The three centers would provide roughly 600 spaces for children in areas that have some of the longest wait times for military families, the official explained.
The official also said that they are pushing forward with a program that buys out space in existing civilian child care centers to boost capacity for military families, with the goal to lease locations in San Diego as well as in the Newport News-Hampton, Virginia, area.
"We'll be looking in the next month or so to expand that also to the National Capital Region," the official added.
The struggle to build and staff child care centers was already a problem before President Donald Trump's effort to downsize the government. It's an issue that the military has struggled with for years -- and one that has also become a nationwide problem, exacerbated by the COVID-19 pandemic.
Officials within the services have noted that the effort of staffing a child care center is not only challenging, but the pay is not enough.
Last fall, a pair of senators even pushed Defense Secretary Pete Hegseth's predecessor, Lloyd Austin, to increase military child care workers' pay as quickly as possible.
"Congress and military families are counting on DoD to update its compensation model for direct care staff expeditiously so DoD can hire and retain more caregivers, and more military families can find the care they need," the senators wrote in a letter to Austin.

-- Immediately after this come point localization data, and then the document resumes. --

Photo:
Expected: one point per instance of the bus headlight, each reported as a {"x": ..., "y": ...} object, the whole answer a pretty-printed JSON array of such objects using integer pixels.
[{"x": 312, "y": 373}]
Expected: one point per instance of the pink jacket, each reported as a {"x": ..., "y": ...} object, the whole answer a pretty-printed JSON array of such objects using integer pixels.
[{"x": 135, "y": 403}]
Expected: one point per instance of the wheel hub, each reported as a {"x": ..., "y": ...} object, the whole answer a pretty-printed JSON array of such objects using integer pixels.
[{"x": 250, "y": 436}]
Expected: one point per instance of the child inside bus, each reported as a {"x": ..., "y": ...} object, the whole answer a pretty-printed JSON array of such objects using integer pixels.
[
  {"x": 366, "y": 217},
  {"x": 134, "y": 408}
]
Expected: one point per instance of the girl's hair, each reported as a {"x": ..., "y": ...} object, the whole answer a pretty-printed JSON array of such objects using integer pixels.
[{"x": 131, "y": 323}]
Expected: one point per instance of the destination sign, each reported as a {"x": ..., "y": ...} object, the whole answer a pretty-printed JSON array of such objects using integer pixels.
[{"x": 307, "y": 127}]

In March, Military.com reported that, because enough day care employees either voluntarily took a deferred resignation offer from the administration or fell within a probationary employment period targeted for firings by the White House's Office of Personnel Management, Hill Air Force Base in Utah was getting ready to scale back its child care center, potentially leaving Gold Star spouses and other defense employees in the lurch.
Several weeks later, the base closed one of its two child care centers.

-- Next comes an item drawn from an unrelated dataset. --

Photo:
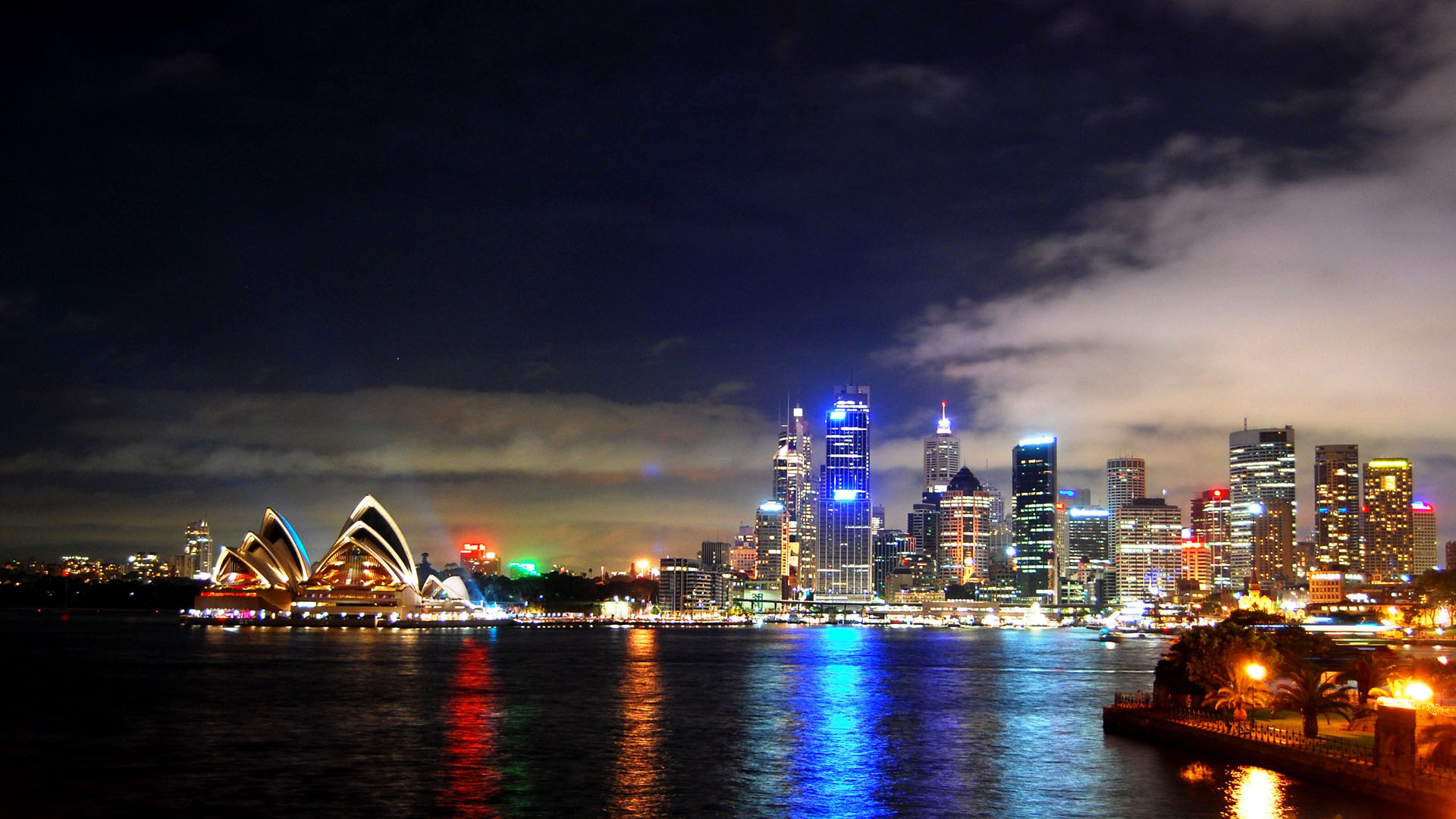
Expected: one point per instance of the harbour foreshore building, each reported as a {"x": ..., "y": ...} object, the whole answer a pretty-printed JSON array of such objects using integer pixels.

Navy officials also told Military.com that "administrative delays" had temporarily halted their ability to extend job offers and bring on new child care staffers.

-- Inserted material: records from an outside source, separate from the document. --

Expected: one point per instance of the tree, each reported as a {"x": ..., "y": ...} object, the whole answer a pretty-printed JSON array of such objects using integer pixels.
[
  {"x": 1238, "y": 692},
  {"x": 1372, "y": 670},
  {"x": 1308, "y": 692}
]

"While the Navy is in the process of filling vacant positions due to turnover or need for seasonal staff, military families may experience child care disruptions such as reduced capacity for summer camps, reduced operating hours for certain programs, canceled activities, disenrollment of lower prioritized families, suspension of before-school care, or a pause on new enrollments," the service warned in early May.
The Pentagon's considered fixes so far are focused on major metropolitan areas, but service members in more remote areas have said such efforts may offer little help to them due to limited surrounding communities for the military to tap into.
When asked about those concerns, the official said the Pentagon hopes to also grow a program that enables spouses to set up small child care centers in their own homes.
However, that program is also not without issues.
One spouse at Holloman Air Force Base, located in a rural area of New Mexico, told Military.com earlier this month that those programs take months to get going because of the vetting and certification processes. Given that families typically live in one place for only a few years, those delays mean that any one house would act as a child care center for only a year or two, assuming an application was filed immediately upon arrival.
The official noted that the department has also been working with some states "for the last couple of years to recognize the DoD certification in place of requiring a state license or issuing a state license on the basis that they are a DoD-certified home" in order to enable the program to run more smoothly.
Ultimately, the official said that, while the Pentagon is "all-in, committed to quality life for our families ... there's just different nuances in every service on how they execute hiring." As a result, the official said, any issues with breaks in service rest with each individual branch and not the personnel and readiness office.